SOFIA
The sound of speeding cars woke me up. My eyes fluttered open slowly, and the next thing I knew, I was staring down at the depth of the East River, bent over the railing while someone held onto me tightly. My head spun, and I screamed as I jumped back and nearly flew straight into traffic.
“For heaven’s sake, calm the fuck down!” someone yelled behind me. A pair of arms suddenly yanked me back, and I slammed into a warm chest. The strong arms wrapped around my waist, holding me back as I nearly jumped into traffic.
“Seriously, what the fuck is wrong with you?” he said. “Are you out of your goddamn mind?”
“Let go of me!” I cried. “Let go!”
“The hell I will,” he growled. “Are you trying to get yourself killed?”
“It’s none of your concern,” I said, desperately trying to punch or bite or kick him away, but he was too fucking strong. It felt like I was pinned to a wall, unable to move even a single muscle. And no matter how hard I tried, he just wouldn’t budge.
“Only a fool would try to take her own life,” he said.
“Then I’m a fool,” I shot back, still banging his chest with my eyes shut. “Let me go!”
“No!” he snapped. “Not until you stop this madness.”
He grabbed my shoulders and shook me violently, his voice rising in anger as he said, “Open your eyes, goddamnit.”
Even though I didn’t want to, I opened my eyes so I could look at the man who’d just saved my life. And as soon as my eyes met his, I stopped struggling.
Holy shit!
For a moment, I forgot I had just tried to kill myself.
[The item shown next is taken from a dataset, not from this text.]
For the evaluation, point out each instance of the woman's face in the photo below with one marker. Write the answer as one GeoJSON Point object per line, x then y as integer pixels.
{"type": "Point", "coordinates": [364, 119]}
He was the most breathtaking man I’d ever laid eyes on. He had the kind of face that didn’t belong on a man trying to save a stranger from killing themselves in the middle of the night. He belonged on a runway somewhere, or on the cover of Men’s Health magazine. He had piercing blue eyes, a sharp jaw that could cut through steel, full lips that just magically drew my eyes towards them, and a full head of messy but well kept hair.
He was the most beautiful man I’d ever laid eyes on, and I couldn’t even think properly as I stared at him. He was way taller than me, and he was really fit. Something told me he spent most days at the gym, or at least he had one in his home. He smelled like money, and very expensive cologne. I didn’t fail to notice the expensive watch on his wrist, a titanium blue Hublot which I remembered cost nearly 20,000 dollars.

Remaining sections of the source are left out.